WASHINGTON, D.C.—Delegate Gregorio Kilili Camacho Sablan (Ind-MP) argued for more money for the U.S. military to clean up after itself, during House debate on the fiscal 2016 Defense appropriation yesterday.
There are 24 formerly used defense sites, FUDS, in the Northern Mariana Islands and 5,000 nationwide, in every state and territory. Sablan wants funding kept at $250 million, the same amount appropriated for fiscal 2015.
Sablan used rusting fuel tanks in the village of Tanapag, as an example of the mess the military has left behind “leaking oil into the ground since Harry Truman was President.
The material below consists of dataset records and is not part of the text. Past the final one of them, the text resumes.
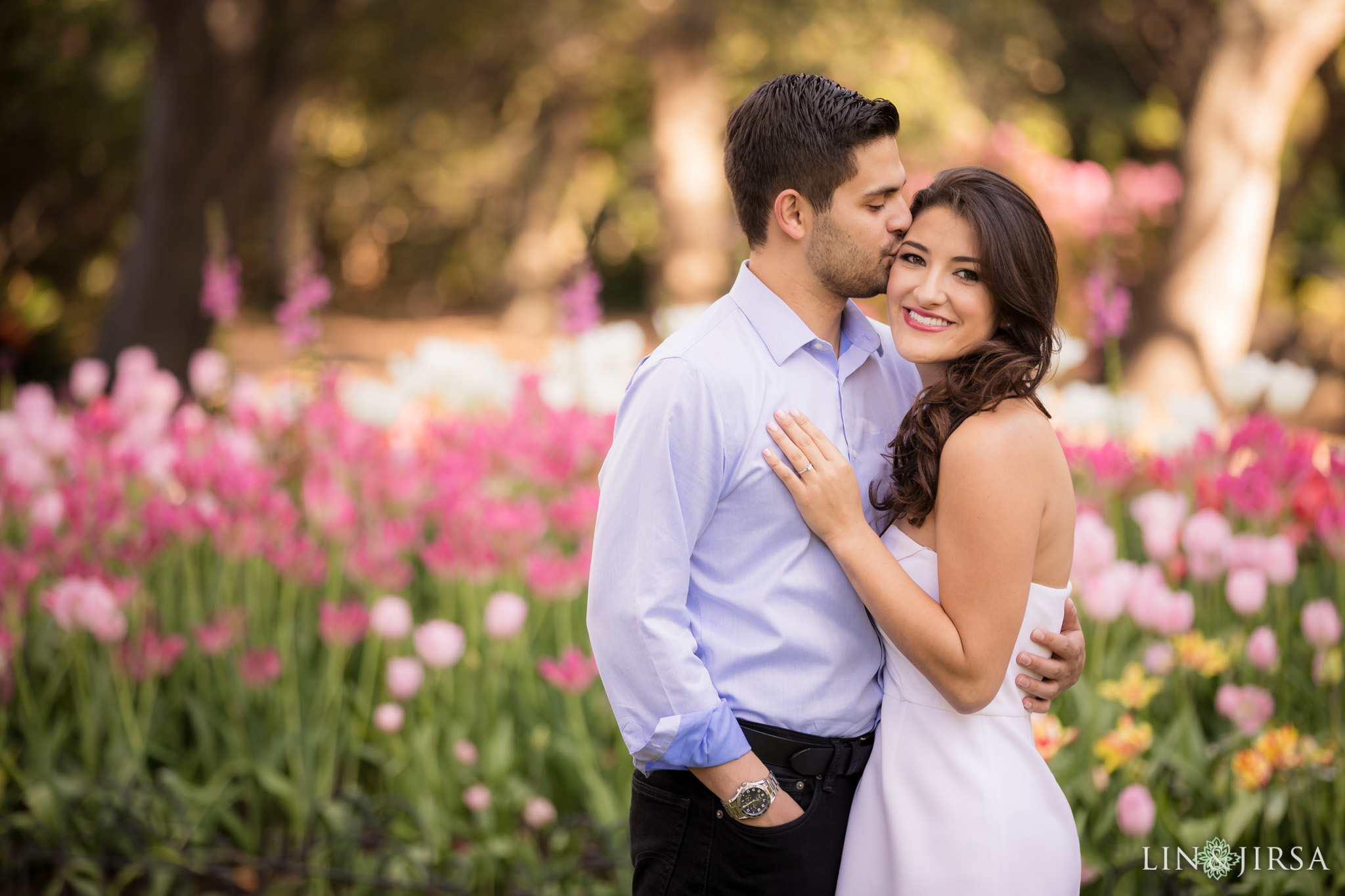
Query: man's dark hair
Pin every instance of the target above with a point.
(798, 132)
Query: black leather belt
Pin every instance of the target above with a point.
(807, 756)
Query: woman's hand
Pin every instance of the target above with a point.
(818, 477)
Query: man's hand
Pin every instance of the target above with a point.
(725, 779)
(1061, 670)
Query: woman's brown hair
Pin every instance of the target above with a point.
(1019, 268)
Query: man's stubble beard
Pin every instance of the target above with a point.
(843, 267)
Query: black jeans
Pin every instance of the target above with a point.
(684, 844)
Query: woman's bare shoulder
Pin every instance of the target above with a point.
(1007, 435)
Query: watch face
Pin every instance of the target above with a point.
(755, 801)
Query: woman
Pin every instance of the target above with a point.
(977, 557)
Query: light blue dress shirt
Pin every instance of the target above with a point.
(709, 598)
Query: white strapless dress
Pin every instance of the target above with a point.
(958, 803)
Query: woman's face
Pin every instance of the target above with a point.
(937, 304)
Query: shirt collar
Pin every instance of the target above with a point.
(782, 331)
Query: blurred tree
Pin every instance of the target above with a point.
(70, 81)
(1264, 58)
(225, 73)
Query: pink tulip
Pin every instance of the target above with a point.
(150, 654)
(464, 752)
(1247, 707)
(1106, 593)
(1160, 658)
(1279, 561)
(1208, 540)
(1136, 812)
(259, 668)
(389, 717)
(390, 618)
(1246, 590)
(478, 798)
(539, 813)
(88, 379)
(1331, 528)
(1095, 543)
(342, 626)
(1262, 649)
(405, 676)
(505, 616)
(208, 371)
(573, 673)
(222, 633)
(1160, 516)
(440, 644)
(87, 603)
(1321, 622)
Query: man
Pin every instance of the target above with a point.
(741, 666)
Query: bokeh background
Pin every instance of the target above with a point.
(315, 314)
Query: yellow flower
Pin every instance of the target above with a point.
(1051, 735)
(1251, 769)
(1133, 689)
(1208, 657)
(1279, 746)
(1128, 740)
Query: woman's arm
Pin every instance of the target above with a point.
(992, 495)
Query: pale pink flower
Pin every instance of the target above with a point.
(405, 676)
(539, 813)
(342, 626)
(478, 798)
(47, 511)
(1321, 622)
(1155, 608)
(440, 644)
(464, 752)
(1106, 593)
(389, 717)
(390, 618)
(1160, 658)
(222, 633)
(1264, 648)
(1246, 590)
(1136, 812)
(1160, 516)
(1279, 561)
(259, 668)
(572, 673)
(88, 379)
(1208, 540)
(221, 289)
(1247, 707)
(1095, 543)
(505, 616)
(208, 371)
(87, 603)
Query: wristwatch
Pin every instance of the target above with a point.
(753, 798)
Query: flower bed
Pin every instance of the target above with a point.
(254, 640)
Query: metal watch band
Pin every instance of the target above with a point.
(735, 806)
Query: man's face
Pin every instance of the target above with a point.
(852, 246)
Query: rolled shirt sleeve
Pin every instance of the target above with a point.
(658, 490)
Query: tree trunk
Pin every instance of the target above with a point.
(1266, 53)
(689, 114)
(225, 72)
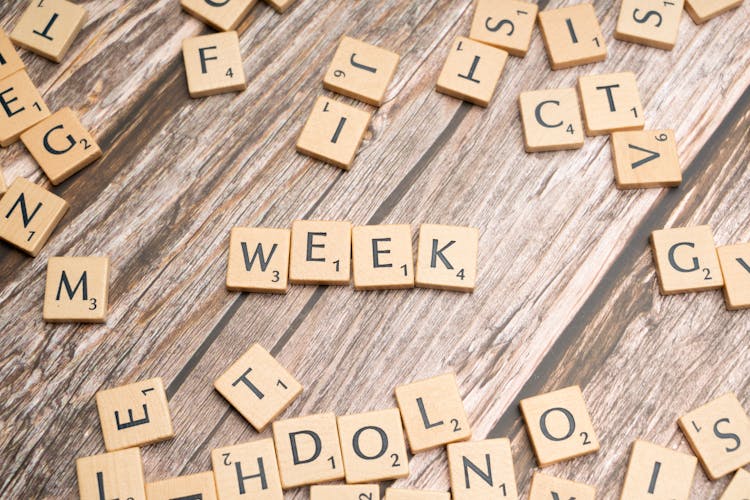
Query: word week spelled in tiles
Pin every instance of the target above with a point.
(258, 387)
(559, 425)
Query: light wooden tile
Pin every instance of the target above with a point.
(258, 260)
(258, 387)
(28, 215)
(433, 412)
(471, 71)
(559, 425)
(320, 252)
(247, 470)
(572, 36)
(61, 145)
(361, 71)
(719, 433)
(114, 475)
(482, 470)
(213, 64)
(645, 159)
(49, 27)
(333, 132)
(382, 257)
(686, 260)
(659, 473)
(373, 446)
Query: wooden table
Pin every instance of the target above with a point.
(567, 291)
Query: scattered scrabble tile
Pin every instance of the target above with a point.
(320, 252)
(719, 433)
(645, 158)
(77, 290)
(382, 257)
(60, 145)
(373, 446)
(118, 474)
(258, 387)
(258, 260)
(471, 71)
(433, 412)
(686, 260)
(361, 71)
(656, 472)
(482, 469)
(28, 215)
(572, 36)
(333, 132)
(213, 64)
(559, 425)
(505, 24)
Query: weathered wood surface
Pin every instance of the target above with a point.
(567, 291)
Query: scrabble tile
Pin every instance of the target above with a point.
(77, 290)
(258, 260)
(361, 71)
(610, 102)
(649, 23)
(645, 159)
(118, 474)
(559, 425)
(551, 120)
(258, 387)
(686, 260)
(471, 71)
(213, 64)
(321, 252)
(719, 433)
(60, 145)
(22, 107)
(373, 446)
(482, 469)
(28, 215)
(656, 472)
(333, 132)
(134, 414)
(247, 470)
(49, 27)
(382, 257)
(572, 36)
(433, 412)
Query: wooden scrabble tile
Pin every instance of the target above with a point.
(382, 257)
(610, 102)
(650, 23)
(559, 425)
(213, 64)
(686, 260)
(111, 475)
(447, 257)
(471, 71)
(719, 433)
(333, 132)
(656, 472)
(645, 159)
(433, 412)
(373, 446)
(258, 260)
(258, 387)
(28, 215)
(247, 470)
(361, 71)
(320, 252)
(482, 469)
(22, 107)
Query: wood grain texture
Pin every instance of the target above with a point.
(566, 294)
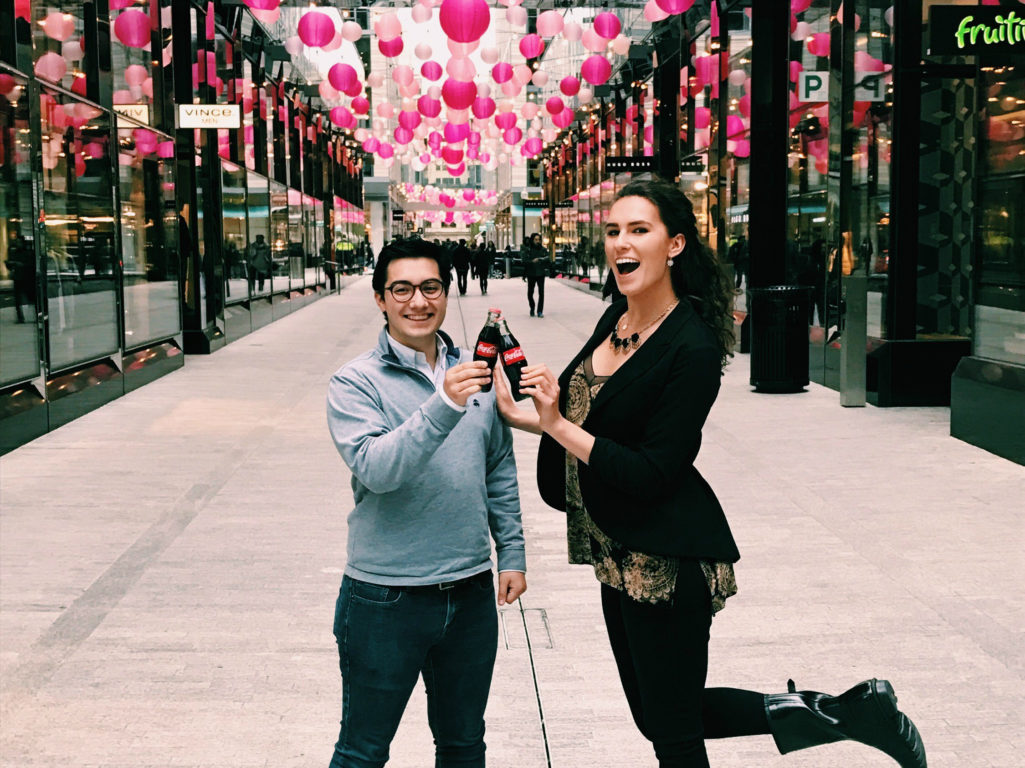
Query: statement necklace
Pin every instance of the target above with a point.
(633, 340)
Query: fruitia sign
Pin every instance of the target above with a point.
(961, 30)
(209, 116)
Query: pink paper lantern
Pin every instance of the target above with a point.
(596, 70)
(501, 72)
(607, 25)
(428, 107)
(132, 29)
(505, 120)
(483, 108)
(390, 48)
(549, 23)
(316, 29)
(555, 106)
(432, 71)
(341, 76)
(672, 7)
(458, 94)
(531, 46)
(569, 85)
(464, 21)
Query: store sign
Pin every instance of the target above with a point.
(628, 164)
(960, 30)
(814, 86)
(209, 116)
(137, 112)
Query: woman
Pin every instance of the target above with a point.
(620, 430)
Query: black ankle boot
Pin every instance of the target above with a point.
(867, 713)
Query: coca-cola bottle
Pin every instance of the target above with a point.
(487, 344)
(513, 359)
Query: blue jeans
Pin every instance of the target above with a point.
(386, 639)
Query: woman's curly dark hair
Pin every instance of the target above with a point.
(696, 273)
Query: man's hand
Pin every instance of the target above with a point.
(465, 379)
(510, 585)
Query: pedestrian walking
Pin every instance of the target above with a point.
(535, 264)
(434, 480)
(482, 261)
(461, 261)
(621, 428)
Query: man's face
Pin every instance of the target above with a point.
(415, 322)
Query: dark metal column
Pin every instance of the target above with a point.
(902, 272)
(770, 143)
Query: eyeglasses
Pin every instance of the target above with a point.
(402, 291)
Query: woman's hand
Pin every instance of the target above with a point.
(542, 386)
(517, 417)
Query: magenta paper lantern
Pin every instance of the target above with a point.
(607, 25)
(455, 132)
(432, 71)
(530, 45)
(132, 29)
(563, 119)
(316, 29)
(428, 107)
(452, 155)
(51, 67)
(483, 108)
(341, 76)
(464, 21)
(505, 120)
(390, 48)
(501, 72)
(409, 119)
(569, 85)
(458, 94)
(549, 23)
(596, 70)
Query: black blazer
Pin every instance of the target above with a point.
(641, 486)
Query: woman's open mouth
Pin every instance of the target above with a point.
(626, 266)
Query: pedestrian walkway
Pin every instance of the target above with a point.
(169, 565)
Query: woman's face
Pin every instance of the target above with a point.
(638, 246)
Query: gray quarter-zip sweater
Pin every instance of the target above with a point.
(429, 482)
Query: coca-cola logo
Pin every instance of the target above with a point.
(513, 356)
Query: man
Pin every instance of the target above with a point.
(535, 260)
(433, 475)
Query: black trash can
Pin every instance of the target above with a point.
(779, 337)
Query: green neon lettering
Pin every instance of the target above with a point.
(962, 30)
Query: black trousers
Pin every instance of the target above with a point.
(539, 282)
(662, 654)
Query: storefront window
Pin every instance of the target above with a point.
(18, 346)
(233, 200)
(149, 234)
(78, 231)
(259, 264)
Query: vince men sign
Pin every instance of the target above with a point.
(209, 116)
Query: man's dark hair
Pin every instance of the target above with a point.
(413, 247)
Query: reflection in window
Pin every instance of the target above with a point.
(149, 234)
(78, 235)
(18, 349)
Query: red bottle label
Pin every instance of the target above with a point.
(513, 356)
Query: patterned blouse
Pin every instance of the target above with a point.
(648, 578)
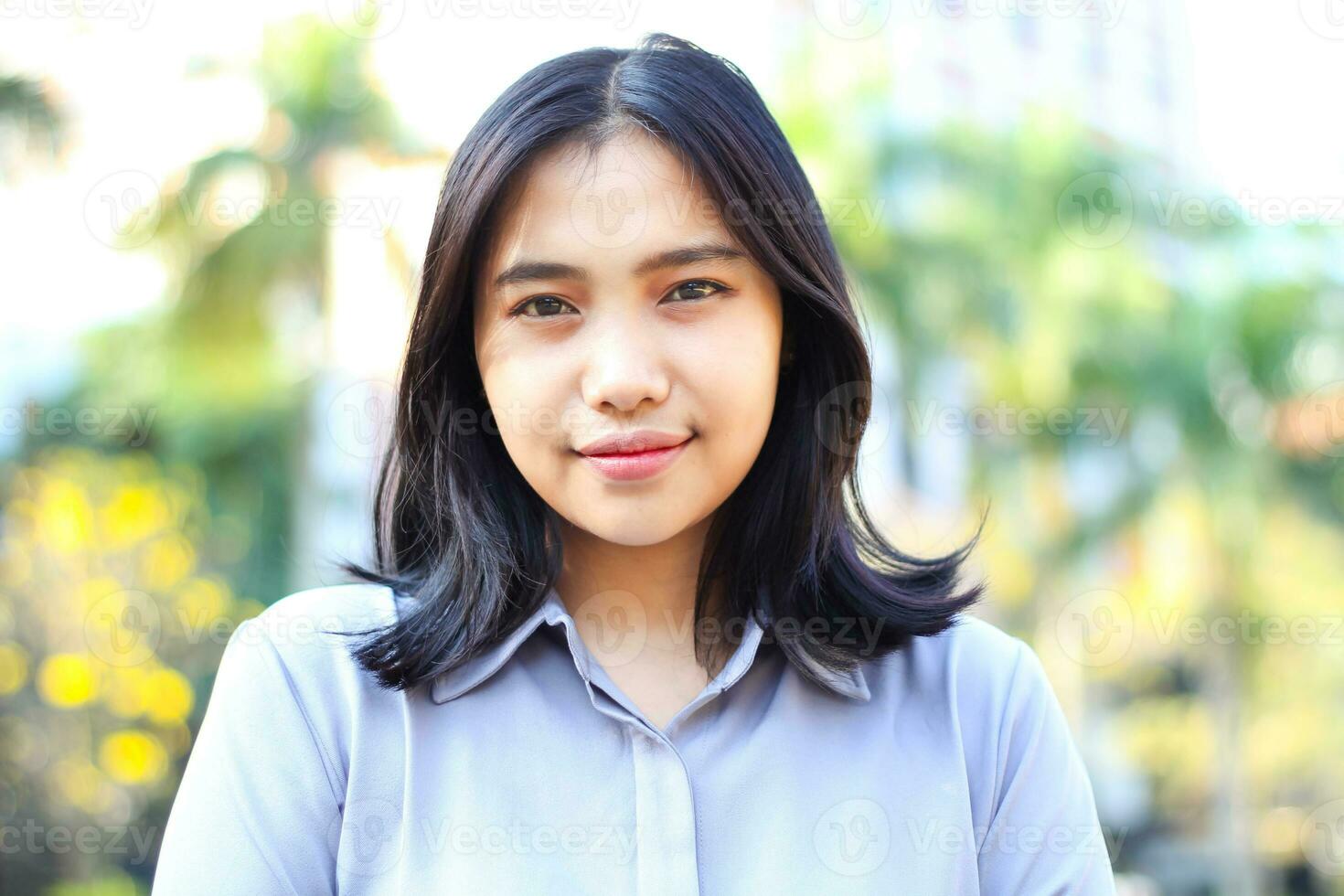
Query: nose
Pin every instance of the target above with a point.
(625, 366)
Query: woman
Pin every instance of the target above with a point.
(624, 633)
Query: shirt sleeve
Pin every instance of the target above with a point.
(257, 810)
(1044, 837)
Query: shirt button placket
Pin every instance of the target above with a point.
(664, 818)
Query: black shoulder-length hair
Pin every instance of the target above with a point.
(465, 541)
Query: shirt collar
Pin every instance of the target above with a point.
(461, 678)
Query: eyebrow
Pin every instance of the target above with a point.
(527, 272)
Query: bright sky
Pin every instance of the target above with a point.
(1266, 78)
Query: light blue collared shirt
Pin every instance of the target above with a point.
(945, 767)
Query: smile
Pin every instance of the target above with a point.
(637, 465)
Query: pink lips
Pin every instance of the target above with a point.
(636, 465)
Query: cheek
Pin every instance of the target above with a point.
(527, 412)
(735, 378)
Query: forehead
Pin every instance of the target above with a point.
(618, 203)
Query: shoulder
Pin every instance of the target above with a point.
(977, 673)
(306, 637)
(323, 617)
(972, 660)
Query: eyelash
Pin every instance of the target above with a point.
(718, 288)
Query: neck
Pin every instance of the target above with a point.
(646, 592)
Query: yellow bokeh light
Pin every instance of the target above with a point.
(65, 520)
(66, 680)
(133, 756)
(165, 561)
(167, 696)
(133, 513)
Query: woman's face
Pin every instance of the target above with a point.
(592, 320)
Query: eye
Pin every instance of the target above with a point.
(697, 289)
(549, 303)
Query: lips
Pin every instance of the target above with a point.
(637, 443)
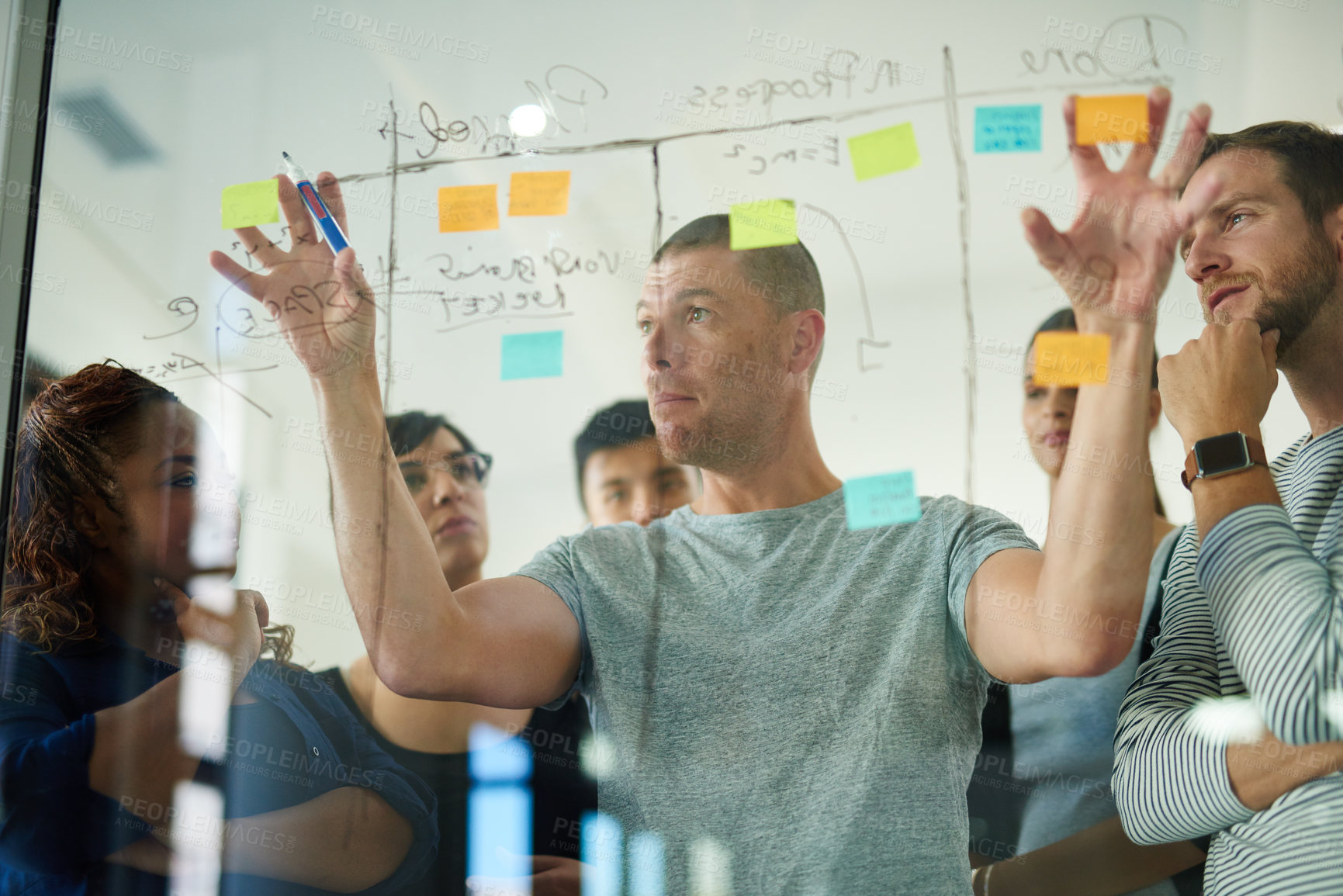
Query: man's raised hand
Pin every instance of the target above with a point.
(323, 305)
(1115, 260)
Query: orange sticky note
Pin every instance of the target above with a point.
(468, 209)
(1071, 359)
(538, 192)
(1111, 119)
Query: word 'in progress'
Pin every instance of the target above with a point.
(250, 205)
(884, 152)
(1008, 130)
(1071, 359)
(473, 207)
(881, 500)
(538, 192)
(1111, 119)
(532, 355)
(768, 222)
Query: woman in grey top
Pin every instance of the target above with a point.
(1064, 833)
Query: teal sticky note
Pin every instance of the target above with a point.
(532, 355)
(1008, 128)
(881, 500)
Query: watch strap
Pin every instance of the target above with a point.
(1252, 446)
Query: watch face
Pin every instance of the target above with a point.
(1221, 453)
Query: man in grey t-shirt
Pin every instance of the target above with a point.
(791, 707)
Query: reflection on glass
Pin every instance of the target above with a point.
(601, 855)
(646, 864)
(499, 809)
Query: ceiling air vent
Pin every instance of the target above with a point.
(95, 115)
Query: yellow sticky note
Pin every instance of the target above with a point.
(538, 192)
(770, 222)
(884, 150)
(250, 205)
(1071, 359)
(1111, 119)
(468, 209)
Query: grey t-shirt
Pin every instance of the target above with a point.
(799, 695)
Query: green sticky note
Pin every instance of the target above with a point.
(250, 205)
(881, 500)
(770, 222)
(531, 355)
(884, 150)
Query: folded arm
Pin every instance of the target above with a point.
(1280, 614)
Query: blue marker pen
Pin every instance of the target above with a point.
(334, 238)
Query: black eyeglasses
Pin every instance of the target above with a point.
(468, 468)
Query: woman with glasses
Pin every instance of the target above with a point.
(446, 477)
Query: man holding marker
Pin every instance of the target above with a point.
(787, 704)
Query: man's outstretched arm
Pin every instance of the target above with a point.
(503, 642)
(1075, 609)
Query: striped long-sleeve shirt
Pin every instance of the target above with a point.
(1258, 611)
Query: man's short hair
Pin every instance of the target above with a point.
(621, 424)
(786, 275)
(1310, 160)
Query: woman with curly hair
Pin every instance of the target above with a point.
(109, 535)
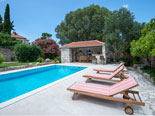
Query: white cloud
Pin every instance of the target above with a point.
(125, 6)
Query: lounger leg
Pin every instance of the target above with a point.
(74, 96)
(128, 109)
(88, 80)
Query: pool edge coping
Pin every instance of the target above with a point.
(35, 91)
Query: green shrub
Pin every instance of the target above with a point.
(40, 60)
(12, 58)
(7, 42)
(27, 53)
(1, 58)
(127, 61)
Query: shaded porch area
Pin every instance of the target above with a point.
(87, 54)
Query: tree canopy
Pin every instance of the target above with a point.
(119, 30)
(145, 46)
(7, 42)
(82, 24)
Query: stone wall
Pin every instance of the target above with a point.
(7, 53)
(66, 55)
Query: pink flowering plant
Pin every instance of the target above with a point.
(49, 46)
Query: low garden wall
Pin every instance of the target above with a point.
(24, 66)
(7, 53)
(145, 75)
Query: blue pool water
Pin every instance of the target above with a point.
(18, 83)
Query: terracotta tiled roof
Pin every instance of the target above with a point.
(15, 35)
(84, 43)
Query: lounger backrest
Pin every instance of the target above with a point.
(123, 86)
(117, 72)
(121, 64)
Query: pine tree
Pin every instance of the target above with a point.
(7, 22)
(1, 24)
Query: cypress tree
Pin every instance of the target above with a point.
(1, 24)
(7, 22)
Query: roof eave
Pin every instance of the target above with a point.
(83, 46)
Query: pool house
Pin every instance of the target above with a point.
(85, 51)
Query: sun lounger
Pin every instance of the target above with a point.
(109, 92)
(110, 77)
(98, 70)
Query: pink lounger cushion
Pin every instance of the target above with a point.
(109, 69)
(92, 75)
(105, 90)
(103, 76)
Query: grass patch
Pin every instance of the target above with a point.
(3, 65)
(150, 71)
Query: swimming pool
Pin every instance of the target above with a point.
(18, 83)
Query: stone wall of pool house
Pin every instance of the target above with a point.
(66, 55)
(7, 53)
“And, everyday,” Sablan said, “kids walking by to school, fishermen in the lagoon just a few feet away, families living with the smell of oil in their homes.”
As important as cleaning up the formerly used defense sites is for the environment and public health, the congressman noted, it is also important to the credibility of the U.S. military.
“In the Northern Marianas, today, the Defense Department wants to expand training activities—using live-fire, running pipelines, building more fuel tanks—doing the very things we know contaminate the environment and threaten public health.
“And the people I represent are saying ‘no’ to this expanded military activity.
“Restoring FUDS funding will not change anyone’s mind about the military’s proposed build up in my district,” Sablan said.
“But, if the people I represent see Congress cutting funding for FUDS,” he added, “then the military’s promise [to clean up after itself on Tinian and Pagan] has no credibility at all.”
President Obama included $204 million in his fiscal 2016 budget for the FUDS program. The House Appropriations Committee added $25 million to that amount in its bill, H.R. 2635.
“It is not enough,” Sablan argued. “We have 5,000 sites already identified for clean up nationwide and another 10,000 on the list of potentially contaminated areas.
“The Army Corps of Engineers estimates total clean up costs of $14 billion. So at $250 million a year, we will still be having this same discussion 50 years from now.